OOS 79-6
TraitBank: An open digital repository for organism traits

Thursday, August 13, 2015: 3:20 PM
337, Baltimore Convention Center
Katja Schulz, Encyclopedia of Life, Smithsonian Institution National Museum of Natural History, Washington, DC
Jennifer Hammock, Encyclopedia of Life, Smithsonian Institution National Museum of Natural History, Washington, DC
Cynthia Parr, National Agricultural Library, UDSA
Background/Question/Methods: Easy access to large amounts of data about the distribution, ecology, life history, physiology and morphology of species has the potential to transform biodiversity research. However, most of the data generated so far are not easily integrated or repurposed due to a lack of standardization in how scientists talk about the characteristics of organisms, how they describe the context of their observations, and how they document the methods with which the data were collected. TraitBank (eol.org/traitbank) addresses this impediment by linking information aggregated from diverse sources to community-developed ontologies and controlled vocabularies. These post hoc semantic annotations improve the discoverability and queriability of the data and provide interoperability with other semantic resources.
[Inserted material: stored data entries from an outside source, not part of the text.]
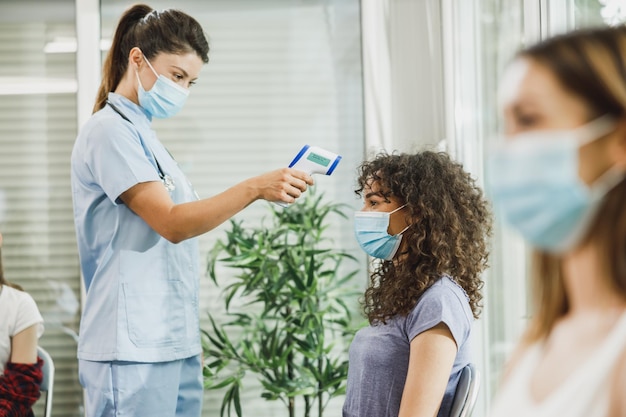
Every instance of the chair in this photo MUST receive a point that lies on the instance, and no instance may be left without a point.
(47, 384)
(466, 392)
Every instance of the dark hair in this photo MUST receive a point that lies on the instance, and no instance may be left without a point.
(169, 31)
(591, 64)
(451, 226)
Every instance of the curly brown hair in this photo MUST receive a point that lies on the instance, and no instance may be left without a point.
(451, 227)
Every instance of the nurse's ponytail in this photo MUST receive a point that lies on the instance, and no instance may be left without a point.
(169, 31)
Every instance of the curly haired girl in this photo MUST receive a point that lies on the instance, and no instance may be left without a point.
(428, 222)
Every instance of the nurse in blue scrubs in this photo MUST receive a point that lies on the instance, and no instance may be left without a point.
(136, 219)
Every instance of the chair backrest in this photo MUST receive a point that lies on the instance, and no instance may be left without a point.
(466, 392)
(47, 384)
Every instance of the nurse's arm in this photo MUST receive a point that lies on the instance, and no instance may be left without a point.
(177, 222)
(431, 358)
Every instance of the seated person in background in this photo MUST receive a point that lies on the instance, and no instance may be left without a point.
(21, 325)
(428, 223)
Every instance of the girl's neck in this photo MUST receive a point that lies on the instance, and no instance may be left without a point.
(587, 282)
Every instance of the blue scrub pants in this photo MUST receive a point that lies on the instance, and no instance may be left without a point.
(136, 389)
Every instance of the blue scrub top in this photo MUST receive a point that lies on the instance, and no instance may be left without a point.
(142, 290)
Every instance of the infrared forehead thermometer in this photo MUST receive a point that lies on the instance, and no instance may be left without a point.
(315, 160)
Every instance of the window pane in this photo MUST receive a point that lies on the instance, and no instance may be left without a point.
(37, 130)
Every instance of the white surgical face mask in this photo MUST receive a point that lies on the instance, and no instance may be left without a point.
(164, 99)
(533, 180)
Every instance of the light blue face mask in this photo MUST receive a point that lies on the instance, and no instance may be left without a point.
(164, 99)
(533, 181)
(370, 229)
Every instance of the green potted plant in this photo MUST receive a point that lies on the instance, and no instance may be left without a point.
(294, 323)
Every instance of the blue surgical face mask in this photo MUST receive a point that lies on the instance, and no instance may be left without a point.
(533, 180)
(164, 99)
(370, 228)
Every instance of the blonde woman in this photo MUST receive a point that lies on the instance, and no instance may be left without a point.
(559, 180)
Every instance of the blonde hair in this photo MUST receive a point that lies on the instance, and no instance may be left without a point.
(591, 64)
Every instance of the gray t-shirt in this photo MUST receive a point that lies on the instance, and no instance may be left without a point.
(379, 355)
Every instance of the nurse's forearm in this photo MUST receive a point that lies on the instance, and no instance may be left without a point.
(176, 223)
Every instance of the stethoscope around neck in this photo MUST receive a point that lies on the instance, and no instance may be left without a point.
(167, 180)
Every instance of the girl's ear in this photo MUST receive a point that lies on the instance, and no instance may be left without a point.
(135, 58)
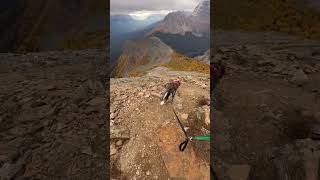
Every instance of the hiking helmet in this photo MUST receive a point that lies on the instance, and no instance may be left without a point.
(177, 81)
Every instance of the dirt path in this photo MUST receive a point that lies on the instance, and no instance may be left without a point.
(140, 157)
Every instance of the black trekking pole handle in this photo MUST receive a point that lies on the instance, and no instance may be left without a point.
(183, 145)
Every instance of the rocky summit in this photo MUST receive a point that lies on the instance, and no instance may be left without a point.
(265, 122)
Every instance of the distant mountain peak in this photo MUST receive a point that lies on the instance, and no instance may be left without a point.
(202, 9)
(181, 22)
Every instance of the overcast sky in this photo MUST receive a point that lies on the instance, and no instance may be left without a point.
(155, 6)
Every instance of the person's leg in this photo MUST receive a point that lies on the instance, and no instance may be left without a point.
(173, 95)
(168, 94)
TraitBank collects information about the characteristics of animals, plants, fungi, and microbes. It covers many different topics and includes species traits that have been identified as Essential Biodiversity Variables by the Group on Earth Observations Biodiversity Observation Network (GEO BON), e.g., measures of body size, phenology, migratory behavior, and physiological traits like thermal tolerance and metabolic rate. Data can be downloaded via csv files or a JSON-LD service. Reuse and redistribution of data with attribution to the original sources is encouraged.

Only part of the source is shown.